The sabani also appears in historical accounts such as the story of the Hisamatsu Go-yūshi ("Five Brave Men of Hisamatsu"), who are said to have rowed a sabani from Miyako Island to Ishigaki Island to report the sighting of the Russian Baltic Fleet during the Russo-Japanese War.

== Boatbuilding Techniques ==
Detailed analysis of the sabani's hull design and boatbuilding techniques can be found in 沖縄の舟サバニ (1985) by Katsuhiko Shiraishi, published by the Shiraishi Residential Design Studio. While the sabani transitioned into a plank-built (hagi-bune) boat after the Meiji era, it still retains characteristics of the earlier dugout style (kuri-bune), as is common with many traditional Japanese wooden boats. Its long, narrow hull enables higher speeds while also providing good resistance to lateral rolling. However, the sabani is also known for its lack of overall stability and is relatively easy to capsize.

The sabani was also structurally adapted to endure storms by allowing the vessel to partially submerge, thus riding out rough seas. After the storm, the boat could be righted and bailed out. Its flat bottom was designed for safe navigation in lagoon and reef environments.
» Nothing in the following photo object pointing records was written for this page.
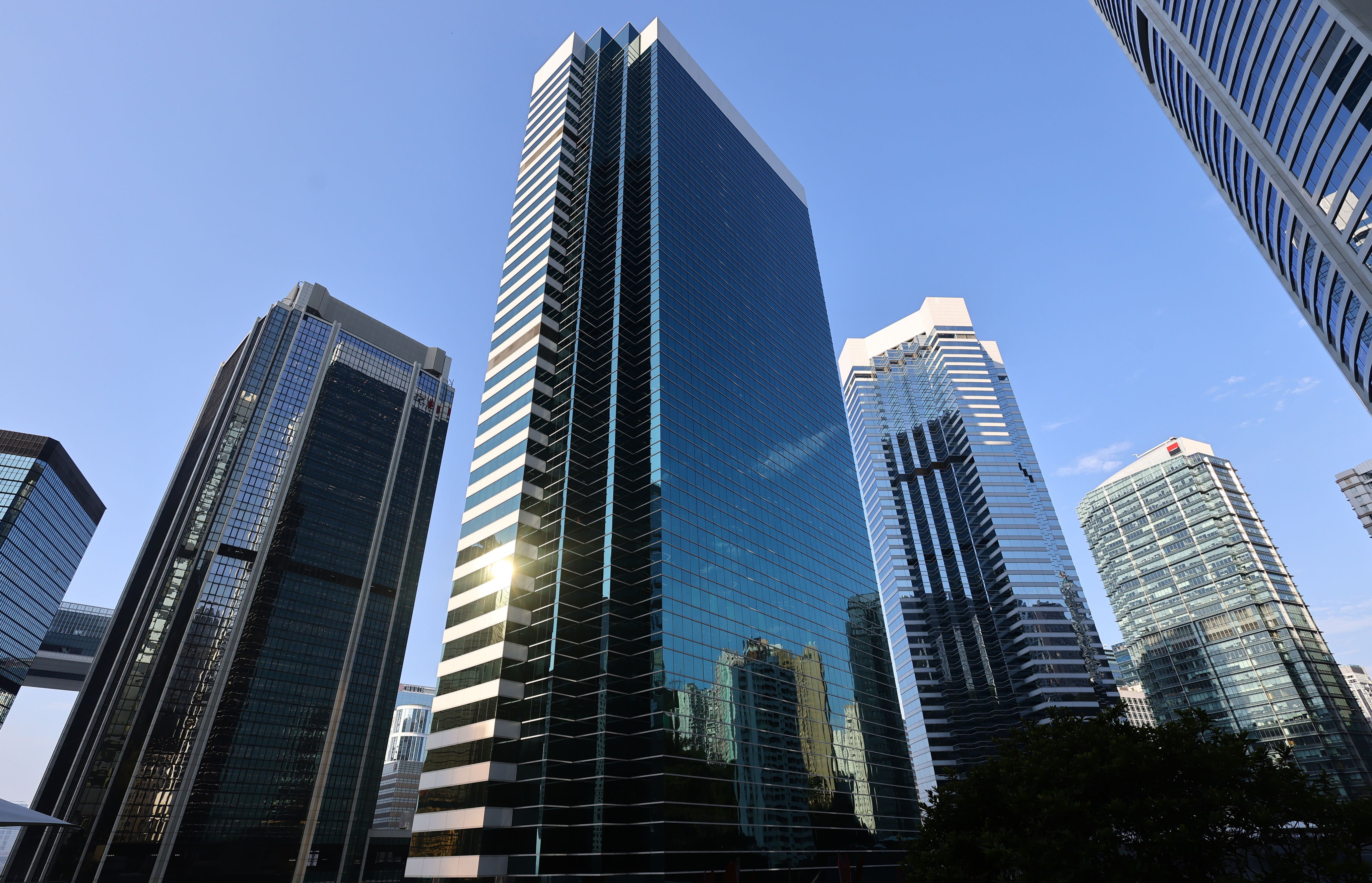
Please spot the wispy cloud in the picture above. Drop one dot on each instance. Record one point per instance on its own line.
(1101, 460)
(1344, 620)
(1224, 389)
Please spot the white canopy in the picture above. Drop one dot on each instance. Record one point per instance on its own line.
(14, 815)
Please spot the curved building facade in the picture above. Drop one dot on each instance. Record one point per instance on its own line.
(1275, 101)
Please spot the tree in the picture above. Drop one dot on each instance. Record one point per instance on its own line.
(1093, 798)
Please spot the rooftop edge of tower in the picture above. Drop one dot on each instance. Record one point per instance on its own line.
(935, 314)
(1159, 454)
(656, 32)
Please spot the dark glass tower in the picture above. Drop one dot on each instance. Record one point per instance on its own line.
(660, 653)
(1272, 98)
(47, 517)
(235, 720)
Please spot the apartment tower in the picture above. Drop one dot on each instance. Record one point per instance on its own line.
(1274, 101)
(235, 719)
(987, 623)
(1211, 616)
(660, 650)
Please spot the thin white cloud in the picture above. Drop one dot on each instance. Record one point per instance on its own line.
(1102, 460)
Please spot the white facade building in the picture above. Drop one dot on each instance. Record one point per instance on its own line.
(1362, 686)
(1356, 485)
(986, 619)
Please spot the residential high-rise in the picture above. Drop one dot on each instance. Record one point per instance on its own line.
(662, 509)
(1211, 616)
(47, 517)
(1271, 98)
(1362, 686)
(1136, 708)
(235, 721)
(69, 647)
(400, 789)
(1356, 485)
(986, 619)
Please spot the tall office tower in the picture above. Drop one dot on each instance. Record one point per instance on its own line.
(69, 647)
(662, 507)
(235, 720)
(983, 610)
(1136, 708)
(1356, 485)
(47, 517)
(1211, 616)
(400, 789)
(1271, 98)
(1360, 683)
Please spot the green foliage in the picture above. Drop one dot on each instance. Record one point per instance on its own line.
(1093, 798)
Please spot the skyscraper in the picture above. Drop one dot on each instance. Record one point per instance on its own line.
(1271, 98)
(235, 720)
(1356, 485)
(1360, 683)
(69, 647)
(1211, 616)
(400, 789)
(981, 602)
(662, 509)
(47, 517)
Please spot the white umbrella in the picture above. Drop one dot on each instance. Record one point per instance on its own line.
(14, 815)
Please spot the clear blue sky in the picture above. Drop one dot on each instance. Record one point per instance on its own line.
(168, 171)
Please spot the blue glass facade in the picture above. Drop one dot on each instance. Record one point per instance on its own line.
(47, 517)
(1275, 101)
(235, 721)
(1211, 616)
(665, 647)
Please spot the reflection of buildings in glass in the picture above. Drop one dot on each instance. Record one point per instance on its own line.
(817, 737)
(761, 730)
(47, 517)
(873, 728)
(645, 494)
(851, 750)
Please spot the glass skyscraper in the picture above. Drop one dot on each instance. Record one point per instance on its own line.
(1272, 100)
(400, 793)
(235, 720)
(663, 649)
(47, 517)
(1211, 616)
(69, 647)
(986, 619)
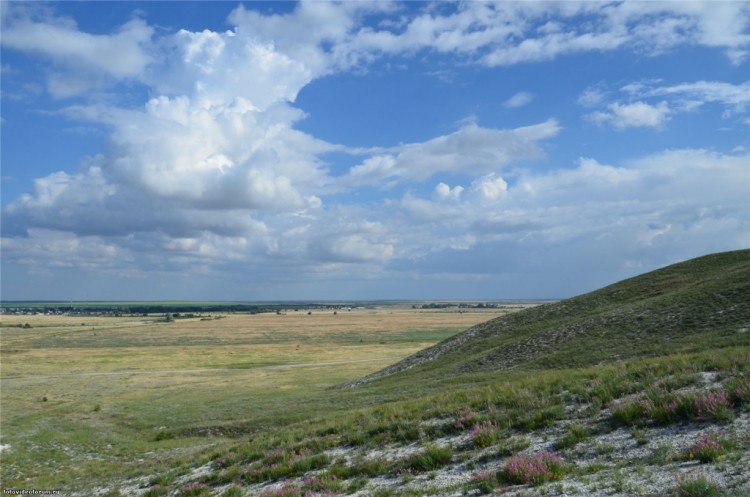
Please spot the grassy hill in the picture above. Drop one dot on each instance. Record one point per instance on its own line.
(696, 305)
(640, 388)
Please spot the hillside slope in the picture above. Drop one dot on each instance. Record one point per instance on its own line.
(703, 302)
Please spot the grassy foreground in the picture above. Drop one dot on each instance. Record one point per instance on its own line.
(88, 399)
(641, 388)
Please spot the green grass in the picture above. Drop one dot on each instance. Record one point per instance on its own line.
(253, 424)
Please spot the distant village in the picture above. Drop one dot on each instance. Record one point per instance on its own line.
(187, 310)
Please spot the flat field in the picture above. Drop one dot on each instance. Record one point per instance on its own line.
(86, 398)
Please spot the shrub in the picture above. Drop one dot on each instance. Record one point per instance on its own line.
(233, 491)
(513, 445)
(156, 491)
(576, 433)
(708, 449)
(283, 491)
(534, 469)
(714, 406)
(195, 490)
(464, 420)
(433, 457)
(484, 481)
(696, 486)
(322, 483)
(739, 392)
(483, 434)
(629, 413)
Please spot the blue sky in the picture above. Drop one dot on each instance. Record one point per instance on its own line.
(356, 150)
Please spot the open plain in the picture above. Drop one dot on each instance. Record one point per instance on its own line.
(84, 398)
The paddle, known as eeku, was traditionally made from mokkokku (Michelia compressa), a wood suited to the salinity and buoyancy of seawater, and valued for its strength and durability.

Although there are historical records indicating the existence of double-hulled boats in the Kerama Islands near Okinawa, the sabani is generally a single-hulled vessel and does not feature outriggers. However, it was not uncommon to temporarily lash multiple sabani together for the transport of heavy cargo, according to Akiko Deguchi's Marukibune.

The sabani is equipped with battens known as fūzan for adjusting the shape of the sail, and the position of the mast can also be finely adjusted. In the case of wooden sabani, shark liver oil was sometimes applied to the hull to enhance resistance to rot. Additionally, sails were dyed using pig's blood to reduce permeability and increase their ability to catch the wind.